One way to avoid this is by finding an exceptional implementation partner early in the process, as the best are often booked months or years out. Or, even better, choose a vendor with a large and dependable partner ecosystem where communication and support are involved every step of the way.
Take note: Adobe’s partner structure is also commission based. Thus, even if you find a partner capable of implementing your solution, be sure to remember that they’re incentivized to sell you a $2 million package versus a $500,000 one.
With nearly 800 partners, including global, regional, and local digital agencies, systems integrators, and consultancies, Sitecore’s Solution Provider Partner program has the right partner to support you with the tailored resources and geographic proximity to meet your unique needs. No matter your size or where you’re located.
We also have a passionate developer community, which includes our MVP program, large training and support and technical consulting networks, and the Sitecore Business Optimization Strategies (SBOS™) and customer success teams.
These programs and teams all share one goal: enabling our partners and customers to realize the full power of the Sitecore platform. With streamlined deployment, our customers put their customers at the center of world-class digital experiences faster and cheaper.
Takeaway: Adobe competes with its partners — and implementation experts are in relatively short supply — which adds to the cost, complexity, and timeline to deploy an Adobe solution. Sitecore’s implementation ecosystem is vast and equipped to handle the most complex implementations of our tightly integrated platform.
Even when you get there — will you be there?
High-performing, integrated, and simple-to-use platforms capable of merging fluidly with best-of-breed solutions to support an intuitive and powerful martech stack — that’s the future of digital experience platforms. But getting the full value of even the best system usually requires at least some institutional change for the vast majority of organizations.
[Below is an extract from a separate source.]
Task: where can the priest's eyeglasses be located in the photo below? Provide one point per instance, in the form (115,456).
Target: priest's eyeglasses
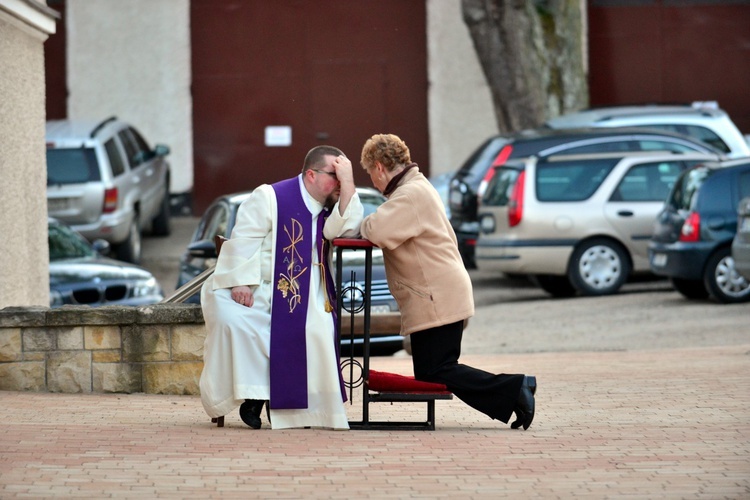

This is why we work with our partners to develop the right roadmap for each of our customers — whether they’re ready to crawl, walk, or run. Because digital transformation is more than technology. Would we like to make that $200k on an upsell? Sure, but only if it’s the right fit. We’re not looking to squeeze as much as possible out of each deal. We would rather create a firm foundation of trust for a long-term partnership.
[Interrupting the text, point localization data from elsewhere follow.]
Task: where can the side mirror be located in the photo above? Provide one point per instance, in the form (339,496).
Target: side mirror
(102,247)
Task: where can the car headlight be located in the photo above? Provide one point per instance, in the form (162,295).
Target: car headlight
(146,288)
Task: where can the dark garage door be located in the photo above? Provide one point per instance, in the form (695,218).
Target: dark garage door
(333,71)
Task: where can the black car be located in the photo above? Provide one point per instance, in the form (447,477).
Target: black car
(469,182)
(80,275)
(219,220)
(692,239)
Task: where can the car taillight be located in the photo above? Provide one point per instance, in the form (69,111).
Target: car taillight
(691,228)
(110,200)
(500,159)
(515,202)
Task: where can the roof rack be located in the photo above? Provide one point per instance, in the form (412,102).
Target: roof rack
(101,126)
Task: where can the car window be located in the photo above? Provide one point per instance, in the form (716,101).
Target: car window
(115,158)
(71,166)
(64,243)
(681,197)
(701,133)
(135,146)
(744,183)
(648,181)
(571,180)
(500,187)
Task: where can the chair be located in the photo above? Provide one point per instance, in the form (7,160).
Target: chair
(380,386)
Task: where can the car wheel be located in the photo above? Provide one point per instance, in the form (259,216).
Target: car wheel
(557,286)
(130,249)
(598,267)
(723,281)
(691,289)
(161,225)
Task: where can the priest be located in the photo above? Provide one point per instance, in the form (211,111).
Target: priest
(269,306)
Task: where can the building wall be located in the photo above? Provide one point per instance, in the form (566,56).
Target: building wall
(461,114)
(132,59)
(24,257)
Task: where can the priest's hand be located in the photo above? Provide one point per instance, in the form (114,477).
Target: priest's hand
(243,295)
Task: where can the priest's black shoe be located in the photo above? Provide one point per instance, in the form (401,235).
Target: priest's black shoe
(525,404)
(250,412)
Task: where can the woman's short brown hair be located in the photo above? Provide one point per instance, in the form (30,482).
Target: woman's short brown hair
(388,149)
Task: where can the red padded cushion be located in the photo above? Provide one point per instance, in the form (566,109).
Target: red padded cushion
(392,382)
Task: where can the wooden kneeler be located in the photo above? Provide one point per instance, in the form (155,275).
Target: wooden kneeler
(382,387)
We don’t know why Adobe continues to choose a sales model based on squeezing as much money as possible from each deal. Maybe it’s focus is limited by the horizon of annual revenue. Maybe Adobe knows that after spending several million dollars, you’re unlikely to pack up and start over — even if you still only have 60% of what you need. Whatever the reason, we think it’s worth your time to consider whether it’s the sales model you want to deal with during your digital transformation.
If not, or if you wonder if there’s a better way, don’t hesitate to reach out to a Sitecore sales representative. We would love to have an honest conversation about where you’re at, where you’d like to be in the next 5 – 10 years, and how we can help you get there.
Final takeaway: Adobe’s business model appears to be focused on squeezing the most money out of each deal. Sitecore’s business model is focused on customer success. We want to build a long-term relationship with each of our customers to best support their digital transformation process — whether they’re ready to crawl, walk, or run.